Professor John Morello’s Communication 370 course (or “Communication and the 2008 Presidential Campaign”) provides a really powerful model for using a course as a video publishing platform, a space for critical media studies, as well as a forum for discussion about the election as it unfolds. Each of the students in this course created their own short speech in support of their candidate of choice (you can see examples here), which were then posted on a third-party service of their choice and embedded on the course blog (see the technical guidelines for this process here).
Yet, the videos were only one part of this course, there was also the on-going campaign commentaries, dissection of campaign ads, as well as timely discussions about the political implications of the economic crisis. All of which made for a dynamic and open forum leading up to election night. And when I say open, I mean open. Numerous comments and discussions on the site came from people that were not part of the class (or even the UMW Community), but were still intensely interested in discussing the election.
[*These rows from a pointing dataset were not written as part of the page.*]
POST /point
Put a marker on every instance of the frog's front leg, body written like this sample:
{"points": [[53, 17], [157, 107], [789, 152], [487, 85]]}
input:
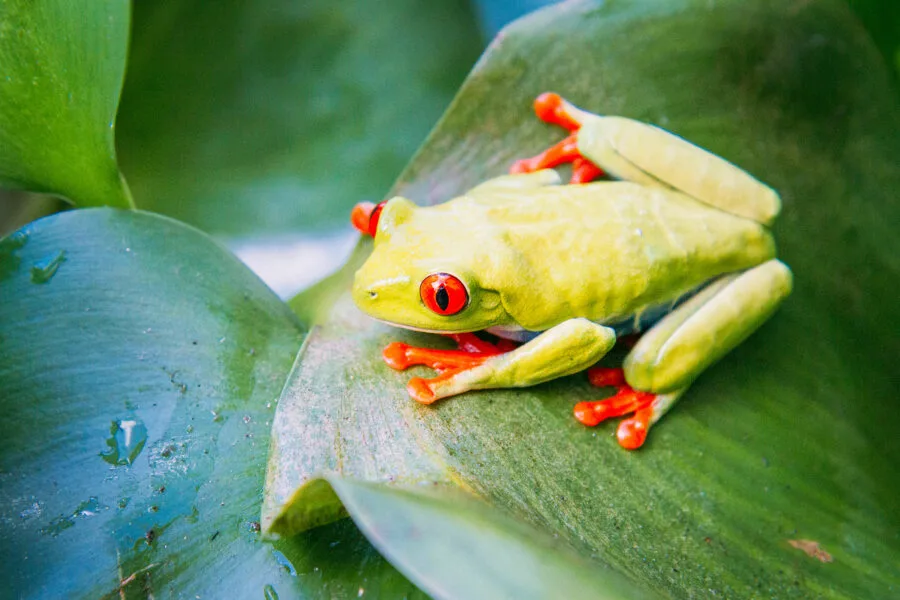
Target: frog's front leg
{"points": [[551, 108], [567, 348], [682, 345]]}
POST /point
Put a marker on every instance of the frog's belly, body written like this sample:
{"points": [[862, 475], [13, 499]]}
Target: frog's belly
{"points": [[636, 323]]}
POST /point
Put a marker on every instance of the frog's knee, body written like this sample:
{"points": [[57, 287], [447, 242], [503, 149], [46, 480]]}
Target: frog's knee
{"points": [[675, 373]]}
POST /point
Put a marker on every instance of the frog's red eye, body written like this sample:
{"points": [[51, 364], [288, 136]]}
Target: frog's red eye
{"points": [[444, 294]]}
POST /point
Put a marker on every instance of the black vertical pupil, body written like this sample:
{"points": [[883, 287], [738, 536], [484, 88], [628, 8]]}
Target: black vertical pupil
{"points": [[442, 297]]}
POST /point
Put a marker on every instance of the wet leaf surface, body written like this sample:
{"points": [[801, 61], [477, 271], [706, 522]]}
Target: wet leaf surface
{"points": [[140, 377]]}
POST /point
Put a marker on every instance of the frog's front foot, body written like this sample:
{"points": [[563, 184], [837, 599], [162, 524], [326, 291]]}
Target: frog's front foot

The fact that both Barack Obama and Sarah Pallin campaigned in Fredericksburg during the final stretch made this course all the more discoverable and relevant to the local community.
But what’s really engaging about the way professor Morello used this space resides in how a web-based course site quickly transformed into an open forum that not only allowed the students to bring in relevant resources from all over the web effortlessly, but also encouraged the class to both create web-based media and engage their classmates and the community out in the open.